Before same-sex marriage policies were implemented, 8.6 percent of high schoolers and 28.5 percent of self-identified LGBTQ students across all states said they had attempted suicide in the past 12 months. They found that same-sex marriage policies were associated with a statistically significant 0.6 percentage point reduction in attempted suicides, so in the 32 states that permitted same-sex marriage, the attempted suicide rate was 8 percent, not 8.6 percent. (And, yes, they controlled for baseline state differences in suicide attempts.) That decrease works out to be a 7 percent reduction in the proportion of students attempting suicide and the effect was concentrated among LGBTQ students. They estimated that, every year, same-sex marriage policies would be associated with 134,000 fewer adolescent suicide attempts.

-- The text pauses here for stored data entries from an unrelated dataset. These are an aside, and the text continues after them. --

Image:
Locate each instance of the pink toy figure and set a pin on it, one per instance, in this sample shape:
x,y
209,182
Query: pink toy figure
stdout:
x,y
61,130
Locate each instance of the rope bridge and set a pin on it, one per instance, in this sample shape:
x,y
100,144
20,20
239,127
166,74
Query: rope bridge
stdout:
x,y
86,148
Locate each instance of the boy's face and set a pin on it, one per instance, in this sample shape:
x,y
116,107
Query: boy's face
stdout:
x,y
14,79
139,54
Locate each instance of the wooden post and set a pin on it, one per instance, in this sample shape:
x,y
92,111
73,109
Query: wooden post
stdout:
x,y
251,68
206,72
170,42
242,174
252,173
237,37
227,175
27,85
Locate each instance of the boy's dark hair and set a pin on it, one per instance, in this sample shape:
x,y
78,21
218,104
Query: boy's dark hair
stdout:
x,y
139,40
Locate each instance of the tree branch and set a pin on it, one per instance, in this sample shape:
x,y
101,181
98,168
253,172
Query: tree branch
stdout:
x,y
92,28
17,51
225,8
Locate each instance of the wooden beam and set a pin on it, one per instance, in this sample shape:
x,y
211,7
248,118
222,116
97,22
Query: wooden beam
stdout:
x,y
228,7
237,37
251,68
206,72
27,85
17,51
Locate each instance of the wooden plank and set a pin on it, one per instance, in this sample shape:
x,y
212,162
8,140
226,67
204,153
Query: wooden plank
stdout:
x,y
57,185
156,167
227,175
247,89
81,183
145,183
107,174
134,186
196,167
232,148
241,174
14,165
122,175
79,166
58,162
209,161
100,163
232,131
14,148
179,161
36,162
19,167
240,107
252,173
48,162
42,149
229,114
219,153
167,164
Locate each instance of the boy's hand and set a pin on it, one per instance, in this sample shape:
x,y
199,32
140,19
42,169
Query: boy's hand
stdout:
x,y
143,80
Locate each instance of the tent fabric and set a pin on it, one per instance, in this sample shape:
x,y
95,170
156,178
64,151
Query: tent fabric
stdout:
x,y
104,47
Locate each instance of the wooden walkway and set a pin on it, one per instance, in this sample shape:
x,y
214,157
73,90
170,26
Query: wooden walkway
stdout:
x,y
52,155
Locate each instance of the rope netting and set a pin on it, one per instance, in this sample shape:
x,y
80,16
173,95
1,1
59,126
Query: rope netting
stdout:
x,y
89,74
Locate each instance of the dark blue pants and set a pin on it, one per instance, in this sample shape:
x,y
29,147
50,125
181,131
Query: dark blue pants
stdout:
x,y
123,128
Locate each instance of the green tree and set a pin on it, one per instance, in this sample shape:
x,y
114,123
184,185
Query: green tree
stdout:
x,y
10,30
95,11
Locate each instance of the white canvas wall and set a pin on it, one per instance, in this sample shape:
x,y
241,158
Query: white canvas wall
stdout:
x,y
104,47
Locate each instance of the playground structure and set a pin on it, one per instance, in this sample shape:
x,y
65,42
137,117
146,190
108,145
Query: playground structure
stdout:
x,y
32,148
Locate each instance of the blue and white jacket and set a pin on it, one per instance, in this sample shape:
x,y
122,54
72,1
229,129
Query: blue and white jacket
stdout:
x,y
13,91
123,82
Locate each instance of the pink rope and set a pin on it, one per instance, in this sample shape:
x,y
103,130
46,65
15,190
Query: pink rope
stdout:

This analysis shows correlation, not causation, but the authors note that the mental health consequences of these policies are worth considering. Their work builds on prior research which found that same-sex marriage bans were associated with increased diagnoses of psychiatric disorders in LGBTQ people and that medical and mental health care costs for gay and bisexual men decreased after Massachusetts implemented a same-sex marriage law. "As countries around the world consider enabling or restricting same-sex marriage, we provide evidence that implementing same-sex marriage policies was associated with improved population health," they concluded.